Brunello traditore. C’è chi corre e chi segna il passo: oltre la metà delle aziende in classifica hanno registrato un decremento del fatturato più o meno significativo. Tra le flessioni più consistenti (-21,4%) quella del gruppo Banfi a Montalcino, rimasto penalizzato dalle vicende che hanno bloccato lo scorso anno il Brunello. La diversa dinamica delle vendite del vino sfuso e confezionato, spiega, invece, il decremento del 7,5% della cooperativa siciliana Settesoli guidata da Salvatore Li Petri: il vino confezionato, che rappresenta più del 70% del fatturato della cantina, cresce infatti del 15%, mentre lo sfuso evidenzia un calo del 37%. Frenata anche per Ruffino, Cecchi, Ferrari, Rocca delle Macie, Carlo Pellegrino (l’azienda guidata dall’ad Benedetto Renda, frena dopo dieci anni di crescita, mantenendo un risultato economico positivo), La Delizia (prima realtà vinicola friulana), Argiolas (la cantina sarda è un’altra new entry), Planeta, Fazi Battaglia, Lungarotti, Umani Ronchi e Genagricola
(braccio agricolo delle Generali). “Vi sono aree che vanno meglio e altre in cui la crisi è più pesante”, commenta Josè Rallo di Donnafugata (-2%). “Confidiamo in una ripresa verso fine 2009-inizio 2010 e per questo ci concentreremo oltre che in Italia anche sui mercati esteri strategici, tra i quali Germania, Svizzera e Canada, puntando su qualità e servizio alla clientela”. La caduta dell’export ha provocato il segno meno al fatturato della Guido Berlucchi (-1,9%): “Veniamo da una serie di anni di grande crescita, culminati con 5 milioni di bottiglie vendute nel 2007”, è la spiegazione di Paolo Ziliani, alla guida dell’azienda con la sua famiglia. “Il segno negativo
nell’export è dovuto a una serie di riorganizzazioni su alcuni mercati come Giappone, Usa, Germania, Svizzera e Regno Unito”. Battuta di arresto nel 2008 anche per la Masi agricola (-0,8%) dopo l’incremento a due cifre del 2007. “Lo considero un risultato positivo in una situazione estremamente problematica. Gli alti costi delle materie prime e la scarsità di produzione in Valpolicella e per il Pinot grigio hanno ridotto la competitività e reso problematico il rapporto prezzo-qualità”, ricorda Sandro Boscaini, alla guida del gruppo che più di altri suscita l’appetito dei maggiori operatori del ramo, anche per il valore aggiunto determinato dal suo fortissimo legame con il territorio. “Non ho avuto alcun contatto”, è la scontata risposta di Boscaini, che però aggiunge: “La Masi si fa notare perché ha avuto la capacità di essere filiera, di essere aggregante (Bossi Fedrigotti in Veneto e Serego Alighieri in Toscana, ndr) oltre che interprete dell’internazionalità anche produttiva con i vigneti in Argentina”.

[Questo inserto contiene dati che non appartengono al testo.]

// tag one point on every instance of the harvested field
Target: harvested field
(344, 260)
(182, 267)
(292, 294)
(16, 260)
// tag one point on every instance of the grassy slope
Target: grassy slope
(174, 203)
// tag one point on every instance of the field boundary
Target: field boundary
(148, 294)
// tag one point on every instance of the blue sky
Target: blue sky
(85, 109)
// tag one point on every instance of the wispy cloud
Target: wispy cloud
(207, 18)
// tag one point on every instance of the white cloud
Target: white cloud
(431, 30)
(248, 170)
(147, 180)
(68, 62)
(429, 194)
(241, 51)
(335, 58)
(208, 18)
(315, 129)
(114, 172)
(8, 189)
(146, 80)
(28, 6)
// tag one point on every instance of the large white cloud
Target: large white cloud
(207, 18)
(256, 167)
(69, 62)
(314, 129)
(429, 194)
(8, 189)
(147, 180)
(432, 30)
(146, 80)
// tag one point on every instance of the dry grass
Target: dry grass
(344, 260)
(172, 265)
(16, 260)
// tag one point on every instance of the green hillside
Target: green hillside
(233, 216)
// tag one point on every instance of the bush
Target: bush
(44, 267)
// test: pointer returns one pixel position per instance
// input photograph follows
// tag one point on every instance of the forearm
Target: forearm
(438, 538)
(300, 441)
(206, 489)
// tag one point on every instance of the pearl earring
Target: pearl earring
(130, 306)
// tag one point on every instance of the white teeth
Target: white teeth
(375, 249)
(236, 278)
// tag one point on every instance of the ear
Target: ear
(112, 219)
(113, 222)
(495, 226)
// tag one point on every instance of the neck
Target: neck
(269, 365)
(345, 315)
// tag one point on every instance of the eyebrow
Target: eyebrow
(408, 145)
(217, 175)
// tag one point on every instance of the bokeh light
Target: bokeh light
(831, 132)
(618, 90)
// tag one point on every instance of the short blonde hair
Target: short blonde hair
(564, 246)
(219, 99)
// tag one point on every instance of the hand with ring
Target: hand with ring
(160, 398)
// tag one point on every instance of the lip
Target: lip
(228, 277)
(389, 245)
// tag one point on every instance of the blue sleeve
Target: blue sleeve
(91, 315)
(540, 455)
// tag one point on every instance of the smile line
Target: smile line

Prosecco esclusivo. Ha tenuto le posizioni La Gioiosa presieduta da Giancarlo Moretti Polegato che tra l’altro registra un incremento a
doppia cifra degli ordinativi del primo trimestre 2009. L’azienda ha il core business nel Prosecco e applaude quindi al nuovo disciplinare che tutela vitigno e zone produttrici: “La disciplina che sarà operativa dalla prossima vendemmia diventa il baluardo dello spumante italiano più venduto al mondo, bloccando la produzione di Prosecco in altre parti del mondo”, annuncia Polegato. Prospettive positive anche in Piemonte, nella storica cantina Fontanafredda, dopo la cessione del controllo da parte della Fondazione Montepaschi (che conserva una presenza del 36%) al tandem di imprenditori Oscar Farinetti e Luca Baffigo Filangeri, ora titolari del restante 64%. La nuova proprietà ha confermato il management guidato dal dg Giovanni Minetti, ma ha segnato l’inizio di una nuova storia per Fontanafredda, che diventa il cuore di una riserva bio naturale, con la modifica radicale di molti processi operativi (eliminazione di concimazioni chimiche ed erbicidi, riduzione dei lieviti in cantina ecc). È un nuovo trend che impegna già alcune cantine e che sarà seguito da altri protagonisti del settore.